Ten aanzien van de aangehaalde schending van het hoor en wederhoorbeginsel is het Hof van oordeel dat de gemachtigde van verdachte op 28 juli 2020 middels een schrijven een reactie heeft gegeven op de hernieuwde vordering van de PG. Per diezelfde datum heeft DNA beraadslaagd over de hernieuwde vordering van de PG, bij welke beraadslaging de standpunten van de verdachte zoals vervat in de brief van 28 juli 2020 kennelijk zijn meegenomen. Middels het schrijven heeft de toenmalige gemachtigde van de verdachte de gelegenheid gehad om zich uit te laten over de tweede vordering. Om die reden acht het Hof het beginsel van hoor en wederhoor niet geschonden. Ten aanzien van de twee overige beginselen, te weten het rechtszekerheidsbeginsel en het onpartijdigheidsbeginsel, heeft de advocaat van de verdachte volstaan met deze te benoemen zonder deze op enigerlei wijze nader te adstrueren. Het is het Hof ambtshalve ook niet gebleken dat er sprake is van schending van deze beginselen.
Naar het oordeel van het Hof is van schending van rechtstreeks doorwerkende verdragsbepalingen evenmin gebleken. Het beroep op het bepaalde in artikel 14 lid 7 van het Internationaal verdrag inzake Burger en Politieke Rechten (het zgn. Bupo-verdrag) gaat in casu niet op, aangezien niet is gebleken en ook niet aannemelijk is geworden dat er sprake is van schending van het fair trial beginsel. Het door de verdediging gedaan beroep op schending van artikel 4 zevende aanvullend protocol van het Europees Verdrag voor de Rechten van de Mens gaat in casu niet op, aangezien de Staat Suriname geen partij is bij dat verdrag. Gelet op het voorgaande zal het Hof het daartoe strekkend verweer van de verdediging verwerpen.
Evenals de vervolging is het Hof van oordeel dat het door de verdediging aangehaalde arrest van het Inter-Amerikaans Hof, te weten het arrest Camba Campos, een andere situatie betreft en niet vergelijkbaar is met de onderhavige casus. In dit specifiek geval gaat het immers om een situatie in de voorfase van het onderzoek ter terechtzitting en kan de PG slechts dan tot vervolging van een (gewezen) politieke ambtsdrager overgaan als DNA betrokkene in staat van beschuldiging heeft gesteld.

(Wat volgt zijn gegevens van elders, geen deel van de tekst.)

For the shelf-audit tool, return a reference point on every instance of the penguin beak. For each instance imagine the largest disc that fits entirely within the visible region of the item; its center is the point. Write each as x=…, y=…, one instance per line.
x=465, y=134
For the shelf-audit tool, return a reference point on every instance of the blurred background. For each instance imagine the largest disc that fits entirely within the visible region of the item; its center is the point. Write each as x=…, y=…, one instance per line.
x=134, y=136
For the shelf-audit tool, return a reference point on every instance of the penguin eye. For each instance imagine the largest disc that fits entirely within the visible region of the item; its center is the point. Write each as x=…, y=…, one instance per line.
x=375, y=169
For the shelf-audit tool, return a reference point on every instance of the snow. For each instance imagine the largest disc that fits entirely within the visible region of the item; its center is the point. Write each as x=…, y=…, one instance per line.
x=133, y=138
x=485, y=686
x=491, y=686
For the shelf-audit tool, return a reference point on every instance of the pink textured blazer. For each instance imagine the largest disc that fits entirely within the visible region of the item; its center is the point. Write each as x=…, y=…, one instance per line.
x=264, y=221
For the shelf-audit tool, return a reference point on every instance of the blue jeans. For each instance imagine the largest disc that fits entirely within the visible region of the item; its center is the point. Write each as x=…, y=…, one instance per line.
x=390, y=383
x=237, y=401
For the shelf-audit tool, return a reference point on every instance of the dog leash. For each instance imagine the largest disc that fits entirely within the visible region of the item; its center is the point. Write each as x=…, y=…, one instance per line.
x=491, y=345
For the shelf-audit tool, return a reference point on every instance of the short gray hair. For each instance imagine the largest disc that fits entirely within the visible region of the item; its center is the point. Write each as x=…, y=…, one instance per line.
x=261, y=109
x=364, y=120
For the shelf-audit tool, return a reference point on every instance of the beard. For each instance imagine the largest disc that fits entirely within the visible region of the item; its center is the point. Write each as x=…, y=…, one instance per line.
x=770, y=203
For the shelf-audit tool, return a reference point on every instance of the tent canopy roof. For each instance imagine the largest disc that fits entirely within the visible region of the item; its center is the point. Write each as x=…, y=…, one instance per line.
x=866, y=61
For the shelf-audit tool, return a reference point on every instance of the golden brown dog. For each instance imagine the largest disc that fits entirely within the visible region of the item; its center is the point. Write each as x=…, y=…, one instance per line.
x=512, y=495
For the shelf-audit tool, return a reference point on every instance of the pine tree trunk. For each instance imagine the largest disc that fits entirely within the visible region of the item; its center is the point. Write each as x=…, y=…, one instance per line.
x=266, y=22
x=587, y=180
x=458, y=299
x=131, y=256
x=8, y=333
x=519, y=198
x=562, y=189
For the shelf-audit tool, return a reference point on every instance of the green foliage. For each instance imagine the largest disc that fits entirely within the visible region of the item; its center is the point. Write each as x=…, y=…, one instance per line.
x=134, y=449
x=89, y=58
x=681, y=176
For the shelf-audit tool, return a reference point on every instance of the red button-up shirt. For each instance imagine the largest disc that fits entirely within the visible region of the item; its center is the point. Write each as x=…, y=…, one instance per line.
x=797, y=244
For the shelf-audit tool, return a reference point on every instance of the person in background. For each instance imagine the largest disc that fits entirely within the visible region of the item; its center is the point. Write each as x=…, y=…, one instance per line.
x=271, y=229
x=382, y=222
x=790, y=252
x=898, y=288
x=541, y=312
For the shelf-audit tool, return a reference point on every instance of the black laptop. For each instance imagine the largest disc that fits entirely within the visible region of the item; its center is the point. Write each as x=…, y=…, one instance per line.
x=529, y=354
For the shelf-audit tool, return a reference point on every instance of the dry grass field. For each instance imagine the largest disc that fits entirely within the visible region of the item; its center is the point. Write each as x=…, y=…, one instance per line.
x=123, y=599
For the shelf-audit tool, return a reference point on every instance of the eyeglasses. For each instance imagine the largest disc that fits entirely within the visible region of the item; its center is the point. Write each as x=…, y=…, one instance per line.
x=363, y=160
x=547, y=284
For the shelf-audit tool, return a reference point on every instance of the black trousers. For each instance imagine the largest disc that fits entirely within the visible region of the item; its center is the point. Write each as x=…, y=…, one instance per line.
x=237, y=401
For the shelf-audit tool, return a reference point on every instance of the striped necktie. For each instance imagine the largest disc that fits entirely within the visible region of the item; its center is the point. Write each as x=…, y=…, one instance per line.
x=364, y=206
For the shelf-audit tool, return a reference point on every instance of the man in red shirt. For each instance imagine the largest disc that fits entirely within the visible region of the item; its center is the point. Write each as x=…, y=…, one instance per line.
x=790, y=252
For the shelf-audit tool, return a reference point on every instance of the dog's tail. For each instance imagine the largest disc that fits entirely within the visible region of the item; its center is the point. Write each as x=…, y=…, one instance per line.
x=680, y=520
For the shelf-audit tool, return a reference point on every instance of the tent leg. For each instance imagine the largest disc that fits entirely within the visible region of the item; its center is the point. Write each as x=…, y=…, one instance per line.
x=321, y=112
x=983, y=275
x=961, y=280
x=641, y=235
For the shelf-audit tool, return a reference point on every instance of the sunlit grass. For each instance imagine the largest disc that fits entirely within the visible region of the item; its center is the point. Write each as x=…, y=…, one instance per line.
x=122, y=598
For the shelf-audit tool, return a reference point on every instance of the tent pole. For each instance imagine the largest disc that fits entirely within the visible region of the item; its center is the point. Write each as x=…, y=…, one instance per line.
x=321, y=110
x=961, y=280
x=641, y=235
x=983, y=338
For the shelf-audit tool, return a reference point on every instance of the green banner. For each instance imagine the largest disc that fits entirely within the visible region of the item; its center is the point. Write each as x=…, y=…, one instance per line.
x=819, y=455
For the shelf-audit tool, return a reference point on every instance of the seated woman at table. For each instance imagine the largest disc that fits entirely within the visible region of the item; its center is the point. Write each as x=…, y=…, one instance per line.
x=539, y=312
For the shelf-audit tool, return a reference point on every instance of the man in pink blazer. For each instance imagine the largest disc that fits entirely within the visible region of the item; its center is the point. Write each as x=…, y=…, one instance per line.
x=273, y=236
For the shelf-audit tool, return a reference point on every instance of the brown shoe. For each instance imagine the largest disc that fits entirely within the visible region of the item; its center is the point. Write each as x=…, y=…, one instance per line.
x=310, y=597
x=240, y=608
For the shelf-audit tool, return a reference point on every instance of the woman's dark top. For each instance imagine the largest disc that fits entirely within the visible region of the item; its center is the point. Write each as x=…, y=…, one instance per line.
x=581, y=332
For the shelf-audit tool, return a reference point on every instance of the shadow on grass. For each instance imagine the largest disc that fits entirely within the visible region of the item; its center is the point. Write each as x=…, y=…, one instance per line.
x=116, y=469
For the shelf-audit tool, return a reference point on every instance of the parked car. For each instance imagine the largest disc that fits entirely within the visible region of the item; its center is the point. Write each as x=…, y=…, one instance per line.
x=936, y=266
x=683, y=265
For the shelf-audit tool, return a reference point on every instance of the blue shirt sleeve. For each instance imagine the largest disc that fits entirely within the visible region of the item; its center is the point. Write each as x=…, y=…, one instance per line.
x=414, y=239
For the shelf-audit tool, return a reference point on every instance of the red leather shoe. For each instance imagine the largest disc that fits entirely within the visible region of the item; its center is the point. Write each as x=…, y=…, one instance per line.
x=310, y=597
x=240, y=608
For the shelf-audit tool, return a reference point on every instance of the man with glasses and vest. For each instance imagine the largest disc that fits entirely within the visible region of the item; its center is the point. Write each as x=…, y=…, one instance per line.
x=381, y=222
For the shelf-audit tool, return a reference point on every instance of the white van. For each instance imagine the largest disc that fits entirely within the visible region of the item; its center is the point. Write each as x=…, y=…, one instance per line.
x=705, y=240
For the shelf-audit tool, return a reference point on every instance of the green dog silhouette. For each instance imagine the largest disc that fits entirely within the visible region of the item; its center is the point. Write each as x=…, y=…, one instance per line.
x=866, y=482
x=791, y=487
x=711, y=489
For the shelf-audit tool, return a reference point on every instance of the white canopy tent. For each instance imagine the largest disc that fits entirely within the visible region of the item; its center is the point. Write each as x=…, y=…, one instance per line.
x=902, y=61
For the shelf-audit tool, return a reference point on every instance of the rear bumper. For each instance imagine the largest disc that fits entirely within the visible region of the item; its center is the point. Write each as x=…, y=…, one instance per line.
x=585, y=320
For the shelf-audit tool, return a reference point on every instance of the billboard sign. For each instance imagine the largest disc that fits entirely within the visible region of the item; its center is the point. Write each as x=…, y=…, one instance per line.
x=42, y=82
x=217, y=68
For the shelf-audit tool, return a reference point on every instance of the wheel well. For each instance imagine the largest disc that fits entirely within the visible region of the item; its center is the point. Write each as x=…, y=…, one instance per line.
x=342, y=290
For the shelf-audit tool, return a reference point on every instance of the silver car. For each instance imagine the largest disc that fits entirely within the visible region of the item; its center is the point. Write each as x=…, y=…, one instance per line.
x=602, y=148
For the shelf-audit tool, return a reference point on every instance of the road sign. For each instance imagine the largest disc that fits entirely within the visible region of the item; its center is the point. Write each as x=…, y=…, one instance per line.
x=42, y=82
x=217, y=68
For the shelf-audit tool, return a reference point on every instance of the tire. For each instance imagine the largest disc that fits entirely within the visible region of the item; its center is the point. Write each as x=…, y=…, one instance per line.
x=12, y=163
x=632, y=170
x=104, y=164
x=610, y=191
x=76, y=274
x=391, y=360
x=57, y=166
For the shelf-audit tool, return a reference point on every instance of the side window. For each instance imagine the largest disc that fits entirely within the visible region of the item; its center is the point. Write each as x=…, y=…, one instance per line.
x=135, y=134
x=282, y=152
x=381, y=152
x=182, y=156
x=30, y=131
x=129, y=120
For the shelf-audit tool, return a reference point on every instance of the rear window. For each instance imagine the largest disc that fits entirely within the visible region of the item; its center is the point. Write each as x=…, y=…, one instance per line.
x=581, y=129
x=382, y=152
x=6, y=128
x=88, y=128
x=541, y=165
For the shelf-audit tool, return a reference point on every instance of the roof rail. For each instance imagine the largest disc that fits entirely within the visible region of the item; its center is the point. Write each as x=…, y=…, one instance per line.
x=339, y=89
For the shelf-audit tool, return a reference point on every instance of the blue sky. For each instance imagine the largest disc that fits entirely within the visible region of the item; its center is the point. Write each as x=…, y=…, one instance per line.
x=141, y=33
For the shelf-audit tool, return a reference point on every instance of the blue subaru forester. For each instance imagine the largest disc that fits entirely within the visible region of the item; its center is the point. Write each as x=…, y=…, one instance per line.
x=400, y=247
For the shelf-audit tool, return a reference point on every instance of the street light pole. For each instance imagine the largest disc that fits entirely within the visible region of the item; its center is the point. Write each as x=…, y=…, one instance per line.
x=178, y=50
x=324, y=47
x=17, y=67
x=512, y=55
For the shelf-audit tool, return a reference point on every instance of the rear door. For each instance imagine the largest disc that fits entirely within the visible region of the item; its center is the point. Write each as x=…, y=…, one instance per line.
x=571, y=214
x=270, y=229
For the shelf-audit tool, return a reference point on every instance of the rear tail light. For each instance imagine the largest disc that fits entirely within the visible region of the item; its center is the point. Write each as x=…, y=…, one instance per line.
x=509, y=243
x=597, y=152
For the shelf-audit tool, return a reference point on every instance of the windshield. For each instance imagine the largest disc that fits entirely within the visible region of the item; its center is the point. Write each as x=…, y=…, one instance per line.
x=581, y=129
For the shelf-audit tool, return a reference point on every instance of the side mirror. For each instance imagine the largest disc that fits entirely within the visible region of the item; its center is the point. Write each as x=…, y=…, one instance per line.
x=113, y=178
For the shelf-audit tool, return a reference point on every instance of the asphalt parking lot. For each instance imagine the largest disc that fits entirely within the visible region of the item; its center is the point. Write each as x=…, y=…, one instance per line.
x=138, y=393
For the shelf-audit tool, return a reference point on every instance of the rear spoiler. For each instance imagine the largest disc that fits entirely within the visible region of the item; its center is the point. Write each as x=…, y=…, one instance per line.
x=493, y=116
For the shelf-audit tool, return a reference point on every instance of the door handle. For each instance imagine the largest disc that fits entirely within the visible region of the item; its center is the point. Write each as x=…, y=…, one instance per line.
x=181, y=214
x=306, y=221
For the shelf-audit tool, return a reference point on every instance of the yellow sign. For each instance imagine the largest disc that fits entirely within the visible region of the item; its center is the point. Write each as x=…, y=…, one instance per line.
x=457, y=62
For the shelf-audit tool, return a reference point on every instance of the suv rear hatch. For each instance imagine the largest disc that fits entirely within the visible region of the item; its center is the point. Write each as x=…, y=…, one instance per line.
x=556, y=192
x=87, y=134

De wijze van besluitvorming bij de in staat van beschuldigingstelling regardeert het Hof in beginsel niet. Het Hof toetst slechts marginaal of de PG beschikt over een besluit van de bevoegde instantie (in casu DNA) betreffende de in staat van beschuldiging stelling van de (gewezen) politieke ambtsdrager, dat rechtens tot stand is gekomen.
In de visie van het Hof heeft de PG bij het aanhangig maken van de zaak bij het Hof en de vordering tot het in staat van beschuldiging stellen van de verdachte overeenkomstig de terzake geldende wettelijke bepalingen gehandeld. Derhalve zal het verweer van de raadsman dat het Openbaar Ministerie niet ontvankelijk verklaard moet worden in de strafvervolging van verdachte, verworpen worden.
DE BESLISSING
Het Hof van Justitie in hoger beroep inzake politieke ambtsdragers
Verwerpt het door de verdediging opgeworpen preliminair verweer.
Verklaart het Openbaar Ministerie ontvankelijk in de strafvervolging van de verdachte voornoemd.
Verwijst de zaak voor behandeling naar de terechtzitting van maandag 15 juli 2024 om 10.00 uur des voormiddags in de stand van verdachtenverhoor casu quo requisitoir.
Houdt iedere verdere beslissing aan.
Aldus gewezen door:
A. Charan, Fungerend – President,
I. Sonai, Lid,
S. Punwasi, mr. D. Nanhoe en mr. J. Kasdipowidjojo, Leden-Plaatsvervanger,
bijgestaan door mr. G.A. Kisoensingh – Jangbahadoer Singh, fungerend – griffier en uitgesproken door de fungerend – president voornoemd op de openbare terechtzitting van het Hof van Justitie in hoger beroep inzake politieke ambtsdragers van maandag 20 mei 2024 te Paramaribo.